A very pleasant and satisfying read.
On Winter Solstice in 19th Century England, a young child is pulled from the River Thames, seemingly drowned. But she is revived, and three different families lay claim to her. The story unravels the mystery of who the child is, and where she belongs.
“When she had done the laundry (and ironed the sheets and made the bed and mopped the floors and beaten the rugs and scrubbed the tiles and filled the log baskets and got the soot off the hearth and polished the furniture and shaken the curtains and knocked air into the cushions and gone round all the picture and mirror frames with a feather duster and put a shine on all the taps with vinegar and cooked the parson’s dinner and set it ready on the table under a cloth, and washed up and cleaned the stove and left everything in the kitchen neat and tidy) Lily went and knocked on the study door.”

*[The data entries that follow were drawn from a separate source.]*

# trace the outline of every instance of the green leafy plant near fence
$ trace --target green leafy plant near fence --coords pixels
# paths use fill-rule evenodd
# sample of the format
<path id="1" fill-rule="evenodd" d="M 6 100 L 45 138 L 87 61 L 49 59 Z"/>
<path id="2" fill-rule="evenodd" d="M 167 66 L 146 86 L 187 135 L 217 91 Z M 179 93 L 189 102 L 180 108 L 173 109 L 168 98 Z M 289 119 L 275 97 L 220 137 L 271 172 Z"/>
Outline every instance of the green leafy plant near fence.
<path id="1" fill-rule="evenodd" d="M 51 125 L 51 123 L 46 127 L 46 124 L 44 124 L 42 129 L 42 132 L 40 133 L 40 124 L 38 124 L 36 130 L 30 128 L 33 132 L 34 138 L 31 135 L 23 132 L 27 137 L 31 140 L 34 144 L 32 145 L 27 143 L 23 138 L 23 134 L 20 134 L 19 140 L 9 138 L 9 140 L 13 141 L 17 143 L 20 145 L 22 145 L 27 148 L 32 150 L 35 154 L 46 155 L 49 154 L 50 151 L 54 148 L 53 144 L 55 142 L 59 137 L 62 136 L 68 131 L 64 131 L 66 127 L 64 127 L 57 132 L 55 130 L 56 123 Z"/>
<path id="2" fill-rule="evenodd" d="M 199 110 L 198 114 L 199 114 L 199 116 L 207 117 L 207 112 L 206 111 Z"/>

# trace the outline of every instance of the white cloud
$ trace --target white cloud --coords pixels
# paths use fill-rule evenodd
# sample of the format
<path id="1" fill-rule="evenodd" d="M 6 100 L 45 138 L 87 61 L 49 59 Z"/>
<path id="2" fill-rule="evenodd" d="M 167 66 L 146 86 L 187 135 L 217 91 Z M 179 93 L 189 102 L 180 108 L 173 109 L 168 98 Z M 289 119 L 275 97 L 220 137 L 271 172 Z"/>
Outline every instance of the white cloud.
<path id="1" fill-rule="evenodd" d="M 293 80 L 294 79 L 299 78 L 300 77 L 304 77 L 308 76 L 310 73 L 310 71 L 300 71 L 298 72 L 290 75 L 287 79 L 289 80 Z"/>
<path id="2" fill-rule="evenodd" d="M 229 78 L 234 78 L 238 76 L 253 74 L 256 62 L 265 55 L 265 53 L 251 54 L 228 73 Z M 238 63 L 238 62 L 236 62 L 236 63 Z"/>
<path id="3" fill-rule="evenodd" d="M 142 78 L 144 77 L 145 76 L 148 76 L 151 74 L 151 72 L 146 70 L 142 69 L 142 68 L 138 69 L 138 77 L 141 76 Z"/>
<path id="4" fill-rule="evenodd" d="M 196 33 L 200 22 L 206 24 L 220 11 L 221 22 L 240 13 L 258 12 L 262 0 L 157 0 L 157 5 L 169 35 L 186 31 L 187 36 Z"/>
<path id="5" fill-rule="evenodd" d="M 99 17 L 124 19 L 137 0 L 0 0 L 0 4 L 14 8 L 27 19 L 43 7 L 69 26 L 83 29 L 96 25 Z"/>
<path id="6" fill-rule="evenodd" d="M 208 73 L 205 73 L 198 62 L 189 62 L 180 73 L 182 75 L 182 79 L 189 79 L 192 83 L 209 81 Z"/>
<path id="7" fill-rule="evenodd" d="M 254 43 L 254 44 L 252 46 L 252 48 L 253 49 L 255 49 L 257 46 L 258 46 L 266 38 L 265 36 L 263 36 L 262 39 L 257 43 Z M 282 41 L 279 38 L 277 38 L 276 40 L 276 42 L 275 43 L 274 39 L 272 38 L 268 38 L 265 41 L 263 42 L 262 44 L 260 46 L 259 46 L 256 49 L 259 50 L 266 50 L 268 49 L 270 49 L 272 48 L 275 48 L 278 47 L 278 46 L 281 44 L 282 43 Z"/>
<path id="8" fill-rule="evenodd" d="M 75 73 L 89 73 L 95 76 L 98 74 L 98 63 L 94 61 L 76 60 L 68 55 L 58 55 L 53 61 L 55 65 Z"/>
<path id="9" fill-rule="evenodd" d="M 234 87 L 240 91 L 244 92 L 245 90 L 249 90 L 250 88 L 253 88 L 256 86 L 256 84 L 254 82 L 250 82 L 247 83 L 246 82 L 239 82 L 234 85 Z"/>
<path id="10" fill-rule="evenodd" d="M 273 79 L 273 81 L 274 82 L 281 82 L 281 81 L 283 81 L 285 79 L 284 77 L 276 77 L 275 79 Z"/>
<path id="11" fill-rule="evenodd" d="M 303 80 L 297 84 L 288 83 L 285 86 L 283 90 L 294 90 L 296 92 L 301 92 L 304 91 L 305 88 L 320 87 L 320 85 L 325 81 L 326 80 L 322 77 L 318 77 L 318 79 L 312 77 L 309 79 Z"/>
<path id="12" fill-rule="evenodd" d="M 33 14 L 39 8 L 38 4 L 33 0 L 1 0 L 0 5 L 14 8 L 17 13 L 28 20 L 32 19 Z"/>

“‘I always done right by you, didn’t I, Lil?’ ‘Always,’ she responded, and before she answered she made a silent apology to God for lying. God understood that there were times a person just couldn’t tell the truth.”
“There are stories that may be told aloud, and stories that must be told in whispers, and there are stories that are never told at all.”
Quotes from the book.
- Washington Post: “The river acts as both setting and character, a force in the everyday lives of its neighbors. Though Setterfield writes emotions with marvelous truth and subtlety, her most stunning prose is reserved for evocative descriptions of the natural world, creating an immersive experience made of light, texture, scent and sensation.”
- The Guardian: “It cannot be called a page-turner, certainly not in the order of the previous book, yet ultimately it is a success. While the first third meanders and often had this reader wondering where it was going and what the point of it all might be, it does accumulate enough emotional power to make the revelations that finally come genuinely moving.”